Already, she said, she sees people on Twitter who are new to the field or who lack a strong scientific background talking about a new invention from Intellia called a base editor. “That’s sad to see,” she said.
Intellia titled the presentation, “Special Edition: Expanding Intellia’s Toolbox with Base Editing.” Christian Dombrowski, senior director of the biotech’s Gene Editing Platform group, walked through the company’s CRISPR efforts, including for cell therapy, before explaining that to “unlock the full potential of the T cells,” they might need new forms of gene editing.
“So this was sort of us looking to the future and saying, ‘What is the tool that we are going to need?'” Dombrowski said.
He said they settled on a base editor for the DNA base cytosine. He walked through the well-established components for such an editor: a deactivated Cas9 enzyme that can bind to but not cut the DNA, directed to the right location by an RNA strand; an enzyme called cytosine deaminase that can change a cytosine base to a different base; and a small protein that blocks the body from correcting that change.
Dombrowski then presented a series of slides showing how effectively their base editor could manipulate T cells and the advantages they offer over older CRISPR systems. But he didn’t mention Liu or his lab’s work, or explain how their approach differed from the ones he, Gaudelli, Komor or Kobe University’s Keiji Nishida laid out in 2016 and 2017 — a fact that didn’t escape Gaudelli, who was tuned into the presentation.
In a subsequent Q&A period, she asked in a message box how their approach differed, writing, “I didn’t see any references to all the work that has already been established.” Sternberg, speaking by video, echoed her question.
Intellia CSO Laura Sepp-Lorenzino, who was moderating the session, read out the question. Dombrowski demurred.
“As you can imagine, as it stands today, we aren’t disclosing the composition of the base editor that we’ve built,” he said. “Stay tuned.”
Sternberg said in the interview that he’s gotten used to companies refusing to disclose details for confidentiality reasons. And even as an academic, he said, he often has to choose what to present and what’s not yet ready to be disclosed, because CRISPR is such a hotly competitive field. But Intellia’s presentation was unusual.

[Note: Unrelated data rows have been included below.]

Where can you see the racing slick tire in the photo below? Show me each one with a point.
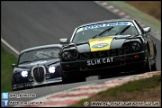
(147, 67)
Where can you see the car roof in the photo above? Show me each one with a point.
(112, 20)
(40, 47)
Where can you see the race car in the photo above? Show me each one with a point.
(37, 66)
(107, 47)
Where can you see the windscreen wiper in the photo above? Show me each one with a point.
(108, 29)
(122, 31)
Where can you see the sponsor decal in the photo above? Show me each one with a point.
(100, 44)
(99, 61)
(93, 26)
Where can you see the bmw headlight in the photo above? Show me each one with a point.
(24, 73)
(136, 46)
(51, 69)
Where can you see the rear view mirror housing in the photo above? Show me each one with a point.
(64, 40)
(147, 29)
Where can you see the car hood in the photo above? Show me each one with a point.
(102, 44)
(40, 62)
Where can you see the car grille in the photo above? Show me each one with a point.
(38, 73)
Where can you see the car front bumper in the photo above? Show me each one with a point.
(34, 84)
(122, 63)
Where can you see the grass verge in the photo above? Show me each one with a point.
(147, 90)
(6, 70)
(137, 14)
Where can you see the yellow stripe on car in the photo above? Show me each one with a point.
(100, 44)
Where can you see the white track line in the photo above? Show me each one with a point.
(8, 45)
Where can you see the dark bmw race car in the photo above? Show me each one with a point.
(106, 47)
(37, 66)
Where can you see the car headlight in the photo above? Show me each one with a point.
(136, 46)
(51, 69)
(24, 73)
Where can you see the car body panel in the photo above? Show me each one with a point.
(90, 50)
(36, 70)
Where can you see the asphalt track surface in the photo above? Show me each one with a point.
(27, 24)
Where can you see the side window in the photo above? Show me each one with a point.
(139, 27)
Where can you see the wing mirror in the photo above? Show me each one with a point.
(147, 29)
(13, 65)
(64, 40)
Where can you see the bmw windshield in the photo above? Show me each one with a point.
(84, 33)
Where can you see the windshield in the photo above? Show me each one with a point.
(39, 54)
(83, 34)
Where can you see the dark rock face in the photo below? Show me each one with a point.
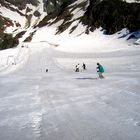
(112, 15)
(22, 3)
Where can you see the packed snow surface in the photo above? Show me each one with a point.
(62, 104)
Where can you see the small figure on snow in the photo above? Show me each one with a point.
(84, 66)
(77, 68)
(100, 70)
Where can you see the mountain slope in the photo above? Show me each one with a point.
(22, 19)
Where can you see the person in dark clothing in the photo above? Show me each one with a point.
(77, 68)
(84, 66)
(100, 70)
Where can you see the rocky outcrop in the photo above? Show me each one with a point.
(112, 15)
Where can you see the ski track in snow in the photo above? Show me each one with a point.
(64, 105)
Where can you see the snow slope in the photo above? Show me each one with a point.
(62, 104)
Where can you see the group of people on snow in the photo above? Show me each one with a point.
(99, 68)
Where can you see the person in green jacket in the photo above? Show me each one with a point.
(100, 70)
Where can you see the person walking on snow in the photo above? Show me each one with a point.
(77, 68)
(84, 66)
(100, 70)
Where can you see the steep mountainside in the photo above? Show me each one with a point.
(17, 18)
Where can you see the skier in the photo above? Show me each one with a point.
(84, 66)
(100, 70)
(77, 68)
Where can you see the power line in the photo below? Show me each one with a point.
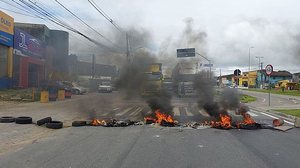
(104, 14)
(53, 19)
(19, 13)
(83, 21)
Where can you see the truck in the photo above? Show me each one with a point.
(183, 76)
(153, 80)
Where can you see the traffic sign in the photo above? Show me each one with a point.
(269, 69)
(186, 52)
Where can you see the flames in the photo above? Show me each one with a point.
(161, 118)
(225, 122)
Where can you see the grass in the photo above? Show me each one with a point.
(247, 99)
(293, 112)
(278, 91)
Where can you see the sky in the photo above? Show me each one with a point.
(222, 30)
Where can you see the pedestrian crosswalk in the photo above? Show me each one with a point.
(135, 111)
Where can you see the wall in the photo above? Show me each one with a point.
(6, 43)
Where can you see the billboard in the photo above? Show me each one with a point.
(27, 45)
(186, 52)
(6, 29)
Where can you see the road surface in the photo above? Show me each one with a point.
(146, 145)
(277, 101)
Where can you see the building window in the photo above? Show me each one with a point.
(3, 60)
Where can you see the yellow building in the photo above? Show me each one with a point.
(248, 77)
(6, 50)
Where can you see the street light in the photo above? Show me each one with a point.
(249, 64)
(209, 62)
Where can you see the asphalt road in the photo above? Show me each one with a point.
(277, 101)
(147, 146)
(151, 145)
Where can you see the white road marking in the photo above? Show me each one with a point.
(252, 114)
(125, 111)
(276, 118)
(135, 112)
(176, 111)
(188, 113)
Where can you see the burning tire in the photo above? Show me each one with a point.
(43, 121)
(54, 124)
(7, 119)
(78, 123)
(24, 120)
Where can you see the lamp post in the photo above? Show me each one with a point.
(249, 64)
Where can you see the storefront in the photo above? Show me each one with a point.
(6, 43)
(29, 60)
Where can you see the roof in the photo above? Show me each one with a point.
(279, 73)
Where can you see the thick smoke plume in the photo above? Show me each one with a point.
(161, 102)
(132, 74)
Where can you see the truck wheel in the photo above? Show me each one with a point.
(24, 120)
(43, 121)
(54, 124)
(78, 123)
(7, 119)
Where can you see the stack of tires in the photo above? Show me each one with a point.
(48, 122)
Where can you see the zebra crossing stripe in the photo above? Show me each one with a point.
(188, 113)
(136, 111)
(125, 111)
(176, 111)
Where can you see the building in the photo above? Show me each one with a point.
(226, 80)
(296, 77)
(29, 60)
(6, 50)
(276, 76)
(248, 79)
(56, 49)
(59, 40)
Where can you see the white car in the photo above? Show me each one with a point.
(105, 87)
(75, 88)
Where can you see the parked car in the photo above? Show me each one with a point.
(75, 88)
(105, 87)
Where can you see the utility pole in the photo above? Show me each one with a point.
(93, 66)
(220, 81)
(127, 48)
(209, 62)
(259, 67)
(249, 65)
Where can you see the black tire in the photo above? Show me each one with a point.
(54, 125)
(24, 120)
(78, 123)
(77, 92)
(43, 121)
(7, 119)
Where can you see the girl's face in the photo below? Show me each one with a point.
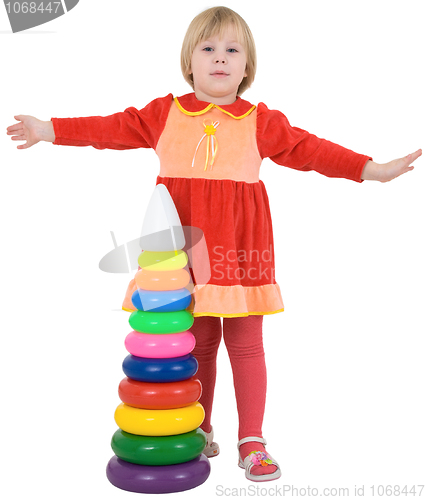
(218, 67)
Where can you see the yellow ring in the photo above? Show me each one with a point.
(163, 261)
(159, 422)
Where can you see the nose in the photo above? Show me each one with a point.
(220, 58)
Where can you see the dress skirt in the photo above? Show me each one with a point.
(233, 267)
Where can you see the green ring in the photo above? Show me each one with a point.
(161, 322)
(158, 450)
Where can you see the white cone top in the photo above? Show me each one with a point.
(161, 230)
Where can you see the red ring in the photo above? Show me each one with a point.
(159, 396)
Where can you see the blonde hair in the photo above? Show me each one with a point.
(212, 22)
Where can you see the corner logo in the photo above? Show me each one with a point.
(26, 15)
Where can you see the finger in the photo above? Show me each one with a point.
(413, 156)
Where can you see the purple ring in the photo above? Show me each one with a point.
(158, 478)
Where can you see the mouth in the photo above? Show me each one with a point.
(219, 74)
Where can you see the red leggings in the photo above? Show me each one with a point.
(244, 343)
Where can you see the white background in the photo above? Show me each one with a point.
(346, 361)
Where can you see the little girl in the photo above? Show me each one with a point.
(211, 144)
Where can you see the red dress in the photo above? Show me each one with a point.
(210, 158)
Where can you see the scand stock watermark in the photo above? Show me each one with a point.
(291, 491)
(243, 264)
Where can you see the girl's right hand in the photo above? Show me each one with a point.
(31, 130)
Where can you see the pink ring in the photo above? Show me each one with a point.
(149, 345)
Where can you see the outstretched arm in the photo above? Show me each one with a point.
(129, 129)
(385, 172)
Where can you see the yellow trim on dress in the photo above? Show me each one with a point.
(238, 315)
(209, 107)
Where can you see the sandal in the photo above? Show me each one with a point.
(257, 458)
(211, 449)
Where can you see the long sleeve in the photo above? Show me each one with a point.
(129, 129)
(296, 148)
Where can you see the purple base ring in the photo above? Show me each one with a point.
(158, 478)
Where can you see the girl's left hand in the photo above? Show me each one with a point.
(385, 172)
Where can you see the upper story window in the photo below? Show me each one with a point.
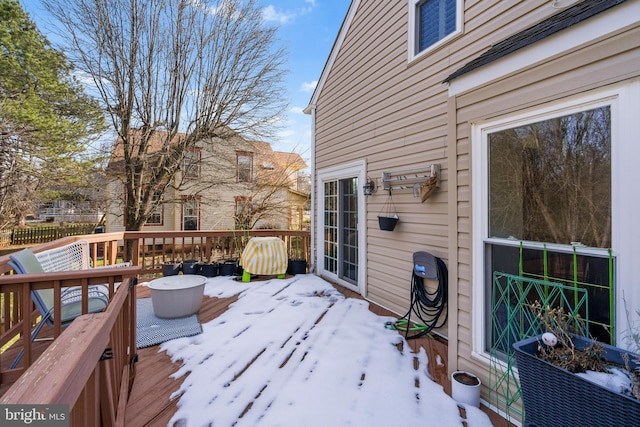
(191, 213)
(244, 166)
(431, 22)
(192, 164)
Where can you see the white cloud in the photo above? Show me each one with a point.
(309, 86)
(270, 13)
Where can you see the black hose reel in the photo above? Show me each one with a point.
(429, 307)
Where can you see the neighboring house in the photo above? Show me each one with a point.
(223, 185)
(531, 110)
(85, 204)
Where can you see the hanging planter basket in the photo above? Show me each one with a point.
(387, 223)
(388, 218)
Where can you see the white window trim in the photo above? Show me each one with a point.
(624, 100)
(348, 170)
(412, 36)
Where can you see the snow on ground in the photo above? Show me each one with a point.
(295, 352)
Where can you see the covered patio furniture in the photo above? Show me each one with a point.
(264, 255)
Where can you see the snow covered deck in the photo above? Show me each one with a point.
(295, 351)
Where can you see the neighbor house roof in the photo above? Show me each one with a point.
(558, 22)
(266, 158)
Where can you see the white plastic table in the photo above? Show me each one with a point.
(177, 296)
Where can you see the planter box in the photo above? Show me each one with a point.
(171, 269)
(189, 266)
(297, 266)
(387, 223)
(553, 396)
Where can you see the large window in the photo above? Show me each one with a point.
(549, 190)
(431, 22)
(553, 202)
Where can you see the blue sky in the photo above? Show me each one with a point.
(308, 29)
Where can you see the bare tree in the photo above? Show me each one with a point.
(171, 73)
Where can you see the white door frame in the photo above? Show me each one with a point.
(357, 170)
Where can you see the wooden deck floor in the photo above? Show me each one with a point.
(150, 402)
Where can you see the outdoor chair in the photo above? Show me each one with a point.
(26, 262)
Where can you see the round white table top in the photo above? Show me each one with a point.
(182, 281)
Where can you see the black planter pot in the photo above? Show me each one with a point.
(227, 268)
(171, 268)
(387, 223)
(297, 266)
(208, 270)
(189, 266)
(553, 396)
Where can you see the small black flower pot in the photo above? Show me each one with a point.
(227, 268)
(171, 268)
(208, 270)
(297, 266)
(189, 266)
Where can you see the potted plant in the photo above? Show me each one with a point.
(567, 379)
(465, 388)
(230, 267)
(296, 263)
(208, 269)
(189, 266)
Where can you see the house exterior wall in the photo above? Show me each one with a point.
(593, 67)
(377, 105)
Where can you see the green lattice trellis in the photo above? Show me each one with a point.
(512, 320)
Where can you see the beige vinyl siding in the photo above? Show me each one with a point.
(590, 67)
(377, 106)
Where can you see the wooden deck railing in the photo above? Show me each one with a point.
(89, 366)
(151, 249)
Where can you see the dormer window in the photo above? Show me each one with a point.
(431, 23)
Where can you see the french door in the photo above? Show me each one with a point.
(340, 237)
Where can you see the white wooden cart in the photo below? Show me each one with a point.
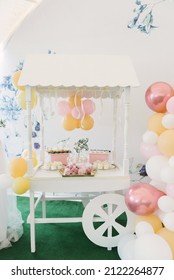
(57, 76)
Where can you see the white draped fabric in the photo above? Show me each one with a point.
(11, 228)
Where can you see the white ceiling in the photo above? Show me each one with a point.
(12, 14)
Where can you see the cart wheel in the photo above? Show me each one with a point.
(105, 218)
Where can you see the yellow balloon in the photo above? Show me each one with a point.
(21, 185)
(155, 123)
(168, 235)
(87, 122)
(22, 99)
(18, 167)
(15, 79)
(25, 154)
(74, 100)
(69, 123)
(153, 220)
(35, 161)
(166, 143)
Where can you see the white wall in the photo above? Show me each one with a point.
(100, 27)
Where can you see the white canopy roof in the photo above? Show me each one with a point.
(66, 71)
(12, 14)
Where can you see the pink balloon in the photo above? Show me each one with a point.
(157, 96)
(77, 112)
(142, 198)
(149, 150)
(89, 106)
(63, 108)
(170, 105)
(170, 190)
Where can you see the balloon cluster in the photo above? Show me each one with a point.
(76, 113)
(153, 203)
(22, 92)
(17, 178)
(18, 168)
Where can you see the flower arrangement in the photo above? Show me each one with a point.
(81, 145)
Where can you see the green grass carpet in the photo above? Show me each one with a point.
(56, 241)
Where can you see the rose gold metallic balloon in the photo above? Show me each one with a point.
(142, 198)
(157, 96)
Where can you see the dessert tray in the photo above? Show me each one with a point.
(62, 172)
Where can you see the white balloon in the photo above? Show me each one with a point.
(168, 221)
(142, 228)
(160, 214)
(166, 203)
(150, 137)
(168, 121)
(167, 175)
(152, 247)
(154, 165)
(5, 181)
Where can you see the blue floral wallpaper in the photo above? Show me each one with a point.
(13, 119)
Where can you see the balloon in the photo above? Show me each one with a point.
(167, 235)
(25, 154)
(77, 112)
(157, 96)
(154, 165)
(21, 185)
(152, 219)
(166, 203)
(15, 79)
(22, 99)
(166, 143)
(143, 228)
(69, 123)
(168, 221)
(149, 150)
(35, 161)
(74, 100)
(152, 247)
(150, 137)
(170, 190)
(87, 122)
(168, 121)
(89, 106)
(5, 181)
(167, 175)
(141, 198)
(125, 246)
(155, 123)
(170, 105)
(18, 167)
(78, 123)
(63, 108)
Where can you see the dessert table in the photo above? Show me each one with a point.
(103, 189)
(82, 76)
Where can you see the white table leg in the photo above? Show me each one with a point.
(109, 228)
(32, 222)
(43, 206)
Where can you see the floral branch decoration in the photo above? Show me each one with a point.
(144, 19)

“It was a bit surprising that there was no attribution,” he said. “These academic and scientific conferences are here to promote scientific exchange and transparent advancement of scientific knowledge.”
Most scientists in the gene editing world know the papers and academics that established base editing, Sternberg said. But conferences are also attended by non-academics or people who are new to the field. They might come away from such a presentation thinking Intellia invented a new form of editing, as Komor said she’s already seen.
Liu echoed the concern. And he wondered about how the various publications and presentations would look years later if early work goes unnoticed.
“We don’t want to rewrite history,” Komor said.